Q1 2013: U.S. Credit Card Issuer Performance Snapshot
Q1 2013: U.S. Credit Card Issuer Performance Snapshot
The nation’s largest credit card issuers reported strong profits in the first quarter of 2013, but the lack of asset and revenue growth is a common, recurring theme while purchase volumes increased compared to the prior year. Many credit card issuers continue to post receivables declines as loan demand is clearly soft and issuers remain cautious at marketing to the lower ends of the risk spectrum.
Issuers Continue to Struggle for Growth: Although the protracted decline in receivables appears to be slowing, consistent with last quarter, industry receivables were down by 5.3% quarter-over-quarter and by 1.7% year-over-year. Quarterly declines were largely driven by the nation’s four largest issuers1. On a positive note, American Express, Discover, and Wells Fargo all posted year-over-year increases for the sixth consecutive quarter as they have separated themselves from the pack in terms of loan growth.
Attractive Returns: Issuer returns increased on both a quarterly and annual basis by 78 basis points and 16 basis points respectively. Reserve releases are slowing, but continue to enhance overall returns given the rather benign loss environment.

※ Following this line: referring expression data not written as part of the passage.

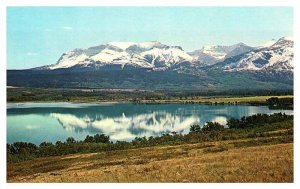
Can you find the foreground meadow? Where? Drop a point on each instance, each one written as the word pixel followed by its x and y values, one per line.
pixel 257 148
pixel 205 162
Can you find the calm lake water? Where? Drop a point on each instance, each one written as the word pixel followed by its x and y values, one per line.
pixel 38 122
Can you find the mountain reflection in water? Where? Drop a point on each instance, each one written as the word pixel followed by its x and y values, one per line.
pixel 32 122
pixel 127 127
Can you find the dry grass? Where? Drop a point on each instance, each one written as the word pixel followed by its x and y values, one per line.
pixel 203 162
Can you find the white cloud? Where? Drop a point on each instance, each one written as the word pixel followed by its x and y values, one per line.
pixel 67 28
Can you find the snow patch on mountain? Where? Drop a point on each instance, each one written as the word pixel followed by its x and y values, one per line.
pixel 278 57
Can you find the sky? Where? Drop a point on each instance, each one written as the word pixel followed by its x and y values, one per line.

Continued Purchase Volume Growth: In our peer group, purchase volume increased by 5.8% on a year-over-year basis and, consistent with seasonal trends, decreased by 9.0% quarter-over-quarter. Consistent with last quarter, Chase and American Express posted the largest year-over-year purchase volume increases (excluding Capital One, whose reported increases are driven by the HSBC transaction), while Citi posted a year-over-year decrease. Industry purchase volumes are now approaching inflation adjusted pre-recession levels as issuers have moved upmarket to engage transactors.
Loss Rates Plateau: Loss rates appear to have reached a plateau as figures were once again nearly flat on a quarter-over-quarter basis. Annual loss rate improvements followed a similar trend as issuers posted an 88 basis point improvement year-over-year. With loss rates low and continued soft demand for loans, it will be interesting to monitor competitive moves particularly any increase in the use of offers targeting revolvers (e.g., balance transfers and promotional rates) and whether issuers move back into sub-prime in any meaningful way.